Hadoop and memcached: Performance and power characterization and analysis
Department of Computer Engineering, Santa Clara University, Santa Clara, CA, 95053-0566, USA
Journal of Cloud Computing: Advances, Systems and Applications 2012, 1:10 doi:10.1186/2192-113X-1-10Published: 12 July 2012
Given the rapid expansion in cloud computing in the past few years, there is a driving necessity of having cloud workloads running on a backend servers analyzed and characterized for performance and power consumption. In this research, we focus on Hadoop framework and Memcached, which are distributed model frameworks for processing large scale data intensive applications for different purposes.

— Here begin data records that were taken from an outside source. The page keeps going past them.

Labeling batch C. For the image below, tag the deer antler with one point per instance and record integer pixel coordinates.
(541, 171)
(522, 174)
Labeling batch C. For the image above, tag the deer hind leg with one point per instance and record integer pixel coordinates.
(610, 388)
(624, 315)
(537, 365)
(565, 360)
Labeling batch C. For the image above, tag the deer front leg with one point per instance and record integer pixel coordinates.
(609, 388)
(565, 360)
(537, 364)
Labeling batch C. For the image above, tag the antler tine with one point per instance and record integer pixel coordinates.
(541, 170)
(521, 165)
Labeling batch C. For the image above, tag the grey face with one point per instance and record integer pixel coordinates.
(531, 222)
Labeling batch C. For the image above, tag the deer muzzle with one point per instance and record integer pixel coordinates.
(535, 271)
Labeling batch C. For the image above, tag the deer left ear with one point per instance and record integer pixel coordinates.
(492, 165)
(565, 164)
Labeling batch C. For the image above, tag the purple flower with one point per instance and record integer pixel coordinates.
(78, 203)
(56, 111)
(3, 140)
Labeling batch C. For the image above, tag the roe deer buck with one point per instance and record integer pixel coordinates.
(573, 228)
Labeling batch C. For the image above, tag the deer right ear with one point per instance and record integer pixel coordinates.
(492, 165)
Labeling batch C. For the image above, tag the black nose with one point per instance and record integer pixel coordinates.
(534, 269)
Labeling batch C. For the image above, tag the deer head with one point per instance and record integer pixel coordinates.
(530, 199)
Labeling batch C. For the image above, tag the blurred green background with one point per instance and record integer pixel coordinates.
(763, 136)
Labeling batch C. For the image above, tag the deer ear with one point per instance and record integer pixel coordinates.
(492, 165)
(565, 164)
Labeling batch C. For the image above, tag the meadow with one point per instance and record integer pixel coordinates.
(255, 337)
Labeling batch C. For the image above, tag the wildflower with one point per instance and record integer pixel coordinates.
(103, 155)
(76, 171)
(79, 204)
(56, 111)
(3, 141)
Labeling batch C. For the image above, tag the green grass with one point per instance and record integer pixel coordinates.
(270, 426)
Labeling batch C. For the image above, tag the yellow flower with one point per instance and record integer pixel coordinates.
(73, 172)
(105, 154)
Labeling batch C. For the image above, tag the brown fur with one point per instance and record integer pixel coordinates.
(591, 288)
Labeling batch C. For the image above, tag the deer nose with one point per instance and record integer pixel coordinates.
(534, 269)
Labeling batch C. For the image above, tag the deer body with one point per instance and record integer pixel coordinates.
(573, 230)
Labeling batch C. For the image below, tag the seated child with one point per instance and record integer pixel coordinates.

Hadoop is used for short jobs requiring low response time; it is a popular open source implementation of MapReduce for the analysis of large datasets, while Memcached is a high performance distributed memory object caching system that could speed up throughput of web applications by reducing the effect of bottlenecks on database load. In this paper, we characterize different workloads running on Hadoop framework and Memcached for different processor configurations and microarchitecture parameters. We implement an analytical estimation model for performance and power using different server processor microarchitecture parameters. The proposed analytical estimation model uses analytical method to scale different processor microarchitecture parameters such as CPI with respect to processor core frequency. We also propose an analytical model to estimate power consumption scaling for different processor core frequency. The combination of both performance and power consumption analytical models enables the estimation of performance per watt for different cloud benchmarks. The proposed estimation models are verified to estimate power and performance with less than 10% error deviation.